Die Zürcher Regierung zog sich in die Kaserne – in den Schutz der Armee – zurück, der Bundesrat versprach soziale Reformen und stellte dem Oltener Aktionskomitee ein scharfes Ultimatum. Dieses gab nach und brach den Streik nach drei Tagen ab.

Die Forderungen
Wofür gingen die Massen im November 1918 auf die Strasse und brachten die Schweiz an den Rand eines Bürgerkriegs?
Wenn wir sie heute aufzählen, trauen wir unseren Augen kaum. Gestreikt wurde nicht etwa für den politischen Umsturz in der Schweiz (Oktoberrevolution 1917 und Novemberrevolution in Deutschland). Die GenossInnen kämpften vielmehr ganz pragmatisch für konkrete Anliegen wie

  • Das Proporzwahlrecht
  • Das Frauenstimmrecht
  • Die 48-Stundenwoche
  • Die AHV
  • Die Tilgung der Kriegs-Staats-Schulden durch eine Reichensteuer
  • Den Ausbau der Lebensmittelversorgung für die unter den Folgen des 1. Weltkriegs leidenden Familien

Revolution tönt anders – zumindest aus heutiger Sicht. Revolutionäres Potenzial hatte allenfalls die Forderung nach einem Staatsmonopol für den Aussenhandel.
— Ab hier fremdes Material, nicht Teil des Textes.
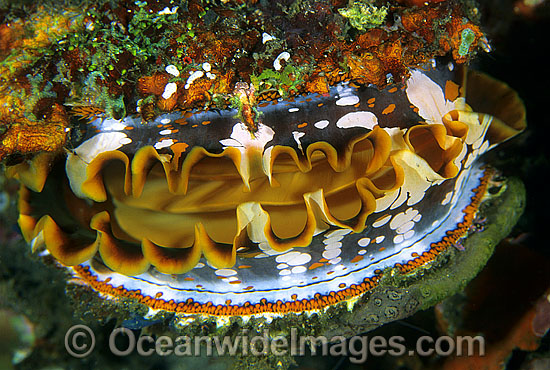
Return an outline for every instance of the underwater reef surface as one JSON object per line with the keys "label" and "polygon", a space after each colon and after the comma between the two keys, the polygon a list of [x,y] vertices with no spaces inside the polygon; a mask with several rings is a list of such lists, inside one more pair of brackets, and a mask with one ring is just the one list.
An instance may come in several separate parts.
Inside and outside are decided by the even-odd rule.
{"label": "underwater reef surface", "polygon": [[[138,3],[142,4],[142,2],[136,2],[135,4],[133,3],[133,6],[135,5],[139,9],[147,9],[147,5],[143,5],[145,2],[143,2],[142,5]],[[295,11],[299,12],[300,8],[298,5],[308,2],[291,3],[292,4],[286,4],[286,6],[288,6],[287,10],[296,9]],[[385,2],[373,3],[376,4],[377,9],[381,11],[382,3]],[[415,2],[399,3],[405,4],[401,4],[403,6],[411,7],[420,5],[415,4]],[[434,1],[430,6],[443,6],[440,4],[437,5],[437,3],[439,2]],[[449,3],[458,4],[459,2]],[[304,319],[303,315],[299,317],[299,315],[291,314],[287,315],[284,320],[274,320],[275,325],[272,325],[270,328],[285,332],[285,330],[294,326],[305,328],[301,329],[304,334],[324,334],[329,337],[337,334],[351,336],[365,333],[386,322],[402,319],[402,321],[385,325],[377,329],[377,331],[369,332],[368,335],[390,336],[392,334],[403,335],[407,333],[408,336],[414,338],[420,335],[420,333],[426,334],[426,332],[432,335],[482,332],[490,343],[492,352],[491,356],[477,359],[476,361],[479,362],[474,362],[476,365],[481,363],[487,364],[488,366],[494,366],[490,368],[499,368],[496,367],[500,366],[498,364],[508,361],[510,366],[516,366],[511,368],[520,368],[520,366],[527,366],[527,363],[535,363],[537,361],[537,356],[544,358],[544,351],[548,351],[548,339],[547,336],[542,340],[539,339],[539,334],[542,333],[542,335],[544,335],[545,332],[544,320],[542,320],[543,323],[540,324],[540,328],[537,329],[539,330],[537,331],[537,335],[532,333],[533,330],[530,323],[532,323],[535,318],[538,318],[537,322],[540,322],[540,317],[547,315],[548,311],[544,311],[543,306],[536,302],[537,299],[543,297],[544,294],[548,294],[547,283],[550,280],[547,274],[549,266],[548,249],[545,249],[544,242],[539,242],[543,239],[538,239],[538,236],[541,235],[541,231],[545,230],[545,218],[542,217],[542,210],[548,205],[547,198],[541,196],[541,194],[544,194],[544,182],[541,174],[544,174],[548,170],[548,159],[544,152],[546,146],[542,142],[544,140],[544,134],[542,133],[541,125],[544,122],[543,109],[545,106],[543,101],[544,95],[541,94],[540,91],[541,86],[548,85],[542,82],[542,80],[544,78],[547,79],[547,77],[539,72],[543,70],[543,67],[540,66],[540,69],[534,68],[537,63],[541,63],[543,60],[543,55],[537,55],[537,53],[542,53],[542,48],[540,48],[539,45],[541,45],[540,43],[542,42],[541,35],[544,35],[544,30],[546,30],[548,18],[545,17],[548,16],[548,6],[546,4],[540,4],[537,5],[539,6],[537,12],[528,12],[523,10],[525,8],[519,7],[518,4],[512,4],[512,2],[480,3],[481,6],[479,7],[479,11],[481,20],[477,20],[477,22],[482,25],[481,30],[484,34],[488,35],[487,37],[492,51],[487,55],[484,55],[484,52],[480,52],[481,55],[478,55],[470,64],[475,69],[488,72],[492,76],[505,81],[519,92],[519,96],[523,98],[527,108],[529,127],[526,132],[515,140],[502,144],[500,148],[488,152],[483,157],[484,162],[491,163],[491,165],[498,168],[501,172],[497,175],[496,180],[492,181],[489,186],[489,193],[494,193],[491,194],[491,199],[486,203],[482,203],[480,206],[481,208],[478,216],[483,219],[484,222],[479,222],[479,230],[468,236],[463,243],[456,248],[451,247],[438,254],[437,258],[430,261],[429,268],[419,268],[415,269],[410,274],[405,274],[403,276],[396,274],[393,277],[385,276],[377,280],[376,286],[369,289],[368,294],[360,296],[359,303],[355,303],[352,310],[348,311],[348,309],[344,309],[343,306],[335,306],[324,311],[324,316],[313,315],[308,316],[307,319]],[[470,7],[469,9],[473,9],[473,6],[470,5],[471,2],[468,2],[468,4]],[[164,5],[166,5],[168,9],[166,11],[166,13],[168,13],[167,15],[172,12],[174,7],[178,6],[173,3],[162,4],[162,6],[157,5],[158,9],[156,10],[164,10]],[[292,5],[294,5],[295,8],[292,8]],[[332,6],[342,9],[346,8],[345,5],[347,4],[332,2]],[[516,7],[515,9],[518,10],[514,11],[514,6]],[[25,11],[30,11],[29,9],[32,9],[32,6],[29,9],[24,9],[13,4],[8,4],[7,7],[11,8],[10,14],[15,14],[15,17],[24,16]],[[361,13],[361,7],[354,9],[348,6],[346,9],[347,12],[341,12],[342,16],[345,18],[340,20],[343,22],[342,26],[347,25],[345,22],[346,19],[348,19],[349,25],[351,25],[351,28],[349,28],[351,34],[364,32],[365,30],[361,29],[361,27],[363,27],[362,23],[355,23],[357,19],[360,18],[353,17],[354,14],[357,15],[357,12]],[[177,12],[177,10],[178,9],[176,9],[175,12]],[[354,11],[356,13],[354,13]],[[204,16],[207,16],[207,14],[208,12],[206,12]],[[212,13],[210,13],[210,17],[212,17]],[[380,13],[378,13],[377,17],[380,17]],[[145,17],[145,19],[147,18]],[[374,28],[379,26],[378,18],[374,17],[369,19],[367,24],[373,25]],[[350,27],[349,25],[346,27]],[[187,29],[185,37],[194,37],[192,34],[194,28],[192,26]],[[67,27],[70,34],[70,22],[60,27]],[[369,29],[369,27],[365,29]],[[94,30],[92,29],[91,31],[93,32]],[[468,33],[465,33],[464,37],[459,37],[457,39],[459,41],[462,40],[462,42],[458,42],[455,49],[453,49],[456,54],[455,56],[458,57],[455,59],[460,59],[464,56],[468,56],[469,58],[464,48],[469,49],[473,41],[468,41],[468,39]],[[2,40],[7,40],[6,42],[10,41],[9,37],[3,38]],[[481,40],[481,37],[476,36],[474,40],[480,42],[479,40]],[[156,41],[160,42],[160,40]],[[35,40],[34,42],[40,41]],[[11,47],[9,46],[9,42],[6,45],[8,46],[3,46],[4,50],[9,50]],[[264,43],[264,45],[269,45],[269,41]],[[101,45],[101,47],[104,46],[105,45]],[[134,46],[136,50],[141,47],[141,45]],[[66,50],[64,52],[70,54],[73,50]],[[109,49],[107,48],[107,50]],[[185,57],[182,54],[178,55],[177,51],[174,51],[174,53],[176,58]],[[380,51],[380,55],[382,54],[382,51]],[[281,56],[281,53],[279,53],[279,50],[273,50],[270,55]],[[34,56],[26,55],[26,57],[33,58]],[[147,56],[147,58],[150,57]],[[147,60],[147,58],[145,60]],[[195,58],[195,56],[193,56],[193,58]],[[286,59],[286,55],[281,56],[280,60],[283,59]],[[271,63],[273,58],[269,60]],[[22,63],[25,63],[25,58],[23,58]],[[87,66],[87,68],[98,68],[100,73],[109,74],[108,80],[110,79],[110,83],[114,82],[114,84],[117,84],[116,79],[118,77],[108,71],[101,71],[101,68],[108,69],[106,64],[102,65],[101,60],[95,60],[93,63],[95,64]],[[282,63],[285,64],[286,62],[282,61]],[[404,63],[406,65],[406,63],[410,62]],[[230,65],[230,63],[228,63],[228,65]],[[287,64],[287,66],[288,65],[289,64]],[[164,67],[164,65],[161,65],[159,69],[162,70],[162,67]],[[270,65],[270,67],[271,68],[268,69],[276,70],[278,66]],[[197,77],[197,80],[184,79],[184,81],[179,82],[181,86],[178,86],[176,92],[184,90],[189,91],[190,89],[185,89],[184,85],[189,84],[193,86],[194,82],[200,82],[200,78],[206,80],[206,82],[214,80],[206,76],[206,73],[210,72],[207,71],[207,69],[209,69],[209,67],[201,63],[200,70],[197,70],[202,71],[203,75]],[[122,71],[120,68],[117,70],[119,72]],[[286,77],[285,70],[287,74]],[[296,76],[290,76],[290,69],[284,68],[282,71],[283,72],[280,73],[279,76],[271,72],[265,72],[265,70],[263,72],[258,70],[256,71],[257,74],[253,75],[258,77],[259,81],[263,83],[261,86],[275,86],[273,90],[283,91],[284,97],[285,91],[295,91],[289,89],[288,84],[292,85],[295,81],[292,80],[292,77],[295,78]],[[91,71],[91,73],[93,72],[94,71]],[[309,81],[310,84],[308,85],[309,89],[311,89],[311,91],[320,89],[319,86],[322,86],[322,84],[319,84],[318,75],[317,77],[311,77],[315,76],[315,73],[311,72],[308,74],[306,72],[311,71],[305,71],[300,77],[306,78],[307,76],[307,78],[311,78]],[[386,77],[385,72],[386,71],[382,74],[384,78]],[[397,76],[400,71],[396,69],[394,72]],[[68,72],[65,72],[65,77],[69,76],[67,73]],[[169,72],[166,73],[171,75]],[[230,72],[227,73],[230,74]],[[189,76],[191,75],[192,74]],[[97,76],[97,74],[95,76]],[[165,76],[165,74],[163,76]],[[369,78],[374,79],[377,77],[379,76],[374,75]],[[153,107],[151,107],[150,104],[142,106],[146,107],[143,110],[143,114],[152,114],[152,116],[147,117],[151,118],[158,115],[159,111],[157,110],[160,110],[161,115],[164,111],[170,112],[170,109],[173,108],[169,106],[170,104],[180,104],[180,102],[184,104],[187,104],[187,102],[199,102],[197,104],[203,104],[200,99],[191,98],[189,96],[177,97],[177,93],[172,93],[172,95],[168,97],[169,92],[167,92],[166,86],[169,86],[168,84],[170,82],[167,82],[168,80],[166,80],[166,77],[157,76],[155,78],[160,79],[160,82],[157,82],[155,79],[142,80],[142,90],[145,91],[146,94],[149,93],[149,96],[155,96],[156,100],[149,98],[149,101],[153,100],[155,104],[157,104]],[[288,80],[285,80],[285,78],[288,78]],[[56,119],[63,117],[63,114],[56,111],[57,108],[52,109],[51,112],[47,112],[49,108],[45,102],[55,107],[55,104],[52,104],[52,99],[55,100],[63,96],[63,94],[71,97],[72,94],[67,92],[63,93],[61,90],[58,90],[59,86],[63,86],[66,81],[58,81],[58,84],[52,84],[51,86],[43,81],[33,81],[35,81],[37,84],[36,86],[38,86],[38,92],[41,95],[41,99],[34,102],[29,101],[26,108],[21,112],[22,116],[27,120],[36,118],[37,113],[44,114],[47,117],[55,117]],[[362,82],[368,84],[373,83],[373,81],[357,81],[357,83]],[[536,83],[534,83],[535,81]],[[257,83],[259,82],[257,81]],[[336,83],[336,80],[334,83]],[[159,89],[155,84],[162,86],[162,88]],[[254,84],[254,82],[252,82],[252,84]],[[227,85],[231,84],[228,82]],[[328,85],[330,86],[330,82]],[[202,84],[197,84],[196,86],[198,88],[197,91],[200,91],[201,88],[205,90],[209,88]],[[101,114],[110,114],[113,118],[117,118],[121,109],[126,110],[124,98],[120,98],[122,95],[117,95],[115,93],[110,95],[110,99],[104,99],[105,92],[102,90],[104,87],[105,85],[103,85],[103,87],[95,87],[96,90],[94,91],[88,91],[89,94],[86,96],[91,96],[90,99],[95,101],[96,104],[91,105],[94,106],[94,109],[86,107],[86,109],[82,108],[79,111],[86,119],[91,120],[94,119],[96,115]],[[76,89],[78,88],[77,86]],[[114,85],[110,88],[116,90]],[[299,91],[300,88],[304,87],[297,85],[296,91]],[[32,89],[33,87],[28,87],[27,91],[32,91]],[[120,91],[119,94],[123,94],[124,96],[127,94],[124,88]],[[195,93],[197,92],[195,91]],[[250,92],[244,89],[244,95],[239,95],[238,92],[229,89],[226,91],[226,94],[226,97],[215,100],[213,104],[220,104],[221,106],[225,104],[236,104],[235,110],[237,114],[241,115],[243,121],[251,122],[249,126],[254,130],[254,111],[252,111],[252,113],[247,113],[246,110],[247,107],[254,107],[254,104],[248,104],[250,101],[243,104],[243,99],[250,99],[252,96],[255,96],[254,93],[250,95]],[[239,101],[235,101],[235,96],[239,98]],[[113,99],[113,97],[115,97],[115,99]],[[168,97],[168,99],[165,99],[165,97]],[[177,97],[176,102],[168,104],[167,101],[172,97],[174,99]],[[147,97],[145,97],[145,99],[147,99]],[[231,99],[234,100],[232,101]],[[265,99],[269,101],[270,98],[266,97]],[[121,101],[124,107],[120,105]],[[148,101],[145,103],[147,102]],[[185,109],[185,106],[182,108]],[[383,108],[389,108],[389,106],[385,105]],[[34,117],[32,115],[34,115]],[[248,119],[247,117],[252,118]],[[380,115],[380,117],[382,117],[382,115]],[[50,122],[64,122],[64,119],[59,119],[57,121],[50,120]],[[10,128],[12,127],[13,126],[10,126]],[[71,126],[64,126],[64,124],[61,124],[56,127],[59,128],[60,135],[51,135],[50,139],[52,141],[39,141],[40,145],[35,148],[29,146],[16,146],[15,144],[17,144],[17,141],[5,141],[4,149],[8,148],[11,151],[8,154],[9,158],[6,165],[9,167],[20,161],[19,153],[32,156],[35,152],[55,152],[66,145],[64,141],[66,140],[65,129]],[[140,127],[139,124],[137,127]],[[208,127],[208,125],[205,127]],[[247,129],[250,129],[250,127]],[[2,132],[2,134],[4,135],[5,132]],[[228,135],[223,138],[229,137],[229,134],[232,134],[232,132],[229,132]],[[6,136],[4,135],[4,137]],[[129,137],[136,140],[133,136]],[[233,136],[231,137],[233,138]],[[82,137],[77,137],[75,139],[71,138],[71,140],[76,140],[73,143],[79,143],[86,138],[86,135],[83,134]],[[304,139],[302,139],[302,141],[296,140],[296,135],[292,136],[292,138],[295,140],[296,145],[300,145],[302,142],[304,146],[306,145]],[[222,137],[220,137],[220,139],[222,139]],[[300,139],[300,137],[298,137],[298,139]],[[25,143],[24,140],[21,141],[21,144],[23,143]],[[485,264],[485,260],[491,255],[497,241],[508,234],[515,223],[515,219],[519,217],[523,209],[523,186],[515,177],[521,178],[527,189],[526,213],[520,218],[518,225],[505,242],[496,247],[495,256],[490,260],[490,264],[486,269],[487,271],[484,270],[484,272],[463,291],[466,282],[472,279],[477,274],[477,271]],[[501,181],[505,181],[505,185],[502,187],[498,186]],[[30,248],[24,242],[15,226],[17,223],[18,211],[14,203],[17,199],[17,184],[14,183],[13,180],[3,179],[3,189],[2,204],[5,204],[5,208],[2,217],[2,229],[0,230],[2,238],[2,248],[0,248],[0,305],[3,309],[2,312],[4,317],[9,318],[5,320],[10,323],[7,326],[15,328],[13,331],[16,334],[12,334],[13,338],[22,338],[20,334],[21,322],[23,322],[23,327],[26,328],[23,329],[23,331],[31,331],[34,336],[34,339],[31,340],[30,343],[29,340],[21,339],[14,339],[12,343],[7,342],[10,345],[6,345],[3,348],[6,348],[6,352],[13,355],[6,356],[6,359],[0,356],[2,361],[6,364],[5,366],[16,366],[18,368],[46,368],[48,366],[59,366],[61,368],[119,368],[123,364],[128,367],[133,365],[132,367],[137,368],[181,368],[182,366],[183,368],[189,368],[193,366],[205,366],[205,364],[217,360],[216,363],[220,367],[234,366],[236,368],[244,368],[251,363],[255,363],[265,368],[273,368],[274,366],[284,368],[292,363],[293,360],[289,356],[283,356],[281,358],[272,358],[270,356],[240,356],[216,360],[212,358],[185,358],[185,363],[182,364],[181,358],[165,359],[156,355],[151,357],[132,355],[118,358],[112,355],[109,353],[105,343],[108,343],[108,337],[111,331],[120,325],[126,325],[132,328],[135,333],[152,333],[157,336],[174,332],[192,335],[206,335],[212,333],[238,335],[243,327],[254,332],[258,330],[258,325],[269,325],[269,323],[263,321],[261,317],[258,319],[251,319],[251,321],[248,322],[240,322],[237,318],[237,320],[231,321],[231,325],[220,326],[219,321],[208,318],[193,321],[175,320],[170,310],[166,310],[163,313],[161,312],[152,319],[144,320],[143,317],[147,316],[148,313],[147,305],[131,297],[116,300],[100,299],[97,292],[94,291],[94,289],[97,289],[97,286],[93,284],[66,285],[66,280],[73,277],[72,273],[66,269],[60,269],[55,258],[48,253],[40,253],[42,257],[39,257],[37,253],[31,254]],[[467,252],[472,251],[472,254],[461,253],[462,248]],[[473,251],[476,251],[476,254],[474,254]],[[514,257],[512,258],[510,255]],[[493,265],[497,263],[495,261],[497,261],[498,264],[493,267]],[[506,276],[510,281],[505,281],[502,279],[502,276]],[[517,284],[517,286],[512,285],[512,283]],[[499,295],[498,292],[502,293]],[[107,296],[109,295],[106,291],[103,291],[103,293],[106,293]],[[453,295],[454,293],[458,294]],[[523,293],[523,295],[519,293]],[[435,309],[424,310],[449,295],[453,296],[438,304]],[[503,302],[499,301],[499,299],[502,299],[502,296],[506,297]],[[404,297],[405,299],[392,299],[391,297]],[[487,298],[484,300],[483,297]],[[395,302],[391,303],[390,301]],[[40,302],[40,304],[37,304],[37,302]],[[482,303],[485,303],[485,306],[482,307],[487,307],[485,310],[479,308],[468,309],[470,306],[480,307]],[[502,307],[514,307],[514,309],[507,310],[510,312],[510,316],[506,317],[503,315],[504,317],[501,318],[500,311],[502,311]],[[423,311],[412,318],[406,319],[410,314],[419,310]],[[537,316],[537,312],[539,311],[543,312],[542,316]],[[483,327],[482,324],[484,322],[496,320],[497,317],[499,318],[499,322],[505,321],[512,324],[503,325],[502,328],[498,329],[500,331],[496,329],[498,324],[493,327]],[[520,323],[521,320],[525,320],[526,324],[513,325],[513,323]],[[11,324],[12,322],[15,322],[15,324]],[[89,357],[84,359],[72,358],[68,355],[63,345],[65,333],[76,323],[85,323],[92,328],[96,334],[97,343],[103,344],[98,345],[96,350]],[[310,331],[308,328],[314,328],[314,330]],[[508,329],[508,331],[506,331],[506,329]],[[533,339],[533,335],[536,338]],[[500,338],[507,338],[507,340],[497,340]],[[14,345],[13,343],[17,341],[21,343]],[[14,349],[14,347],[16,349]],[[537,348],[538,355],[528,354],[527,351],[534,351]],[[16,353],[18,354],[17,356],[15,355]],[[305,361],[300,357],[294,360],[299,363]],[[347,360],[343,357],[333,358],[331,361],[332,360],[332,364],[329,364],[330,361],[326,361],[323,366],[326,366],[325,368],[357,366],[346,365]],[[468,360],[474,361],[472,359]],[[319,364],[319,358],[311,357],[308,361],[311,361],[311,364],[316,364],[309,366],[321,366]],[[461,363],[460,361],[463,362]],[[484,363],[483,361],[487,362]],[[413,357],[412,359],[403,359],[384,356],[377,360],[369,359],[362,366],[363,368],[394,368],[396,364],[399,364],[400,366],[411,369],[426,368],[428,366],[432,368],[444,368],[445,366],[448,366],[448,368],[456,368],[453,366],[461,368],[461,366],[466,366],[465,363],[466,360],[461,358],[437,359]],[[307,368],[308,365],[304,363],[300,366]]]}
Stürmische Zeiten auch für Dietikon
Für viele Dietiker Arbeiterfamilien war der 1. Weltkrieg eine Zeit von Elend und echter Not. Schon 1914 musste der Hülfsverein eine Suppenanstalt einrichten. Der Gemeinderat kaufte auf Vorschlag der SP Dietikon zwei Waggons Kartoffeln und gab sie an die arme Bevölkerung zum Selbstkostenpreis weiter; angesichts der massiven Inflation und der oft fehlenden Einnahmen – Väter und Söhne waren im Aktivdienst – aber immerhin mehr als nichts. Gegen die akute Wohnungsnot wurde mangels Geld gar nichts unternommen.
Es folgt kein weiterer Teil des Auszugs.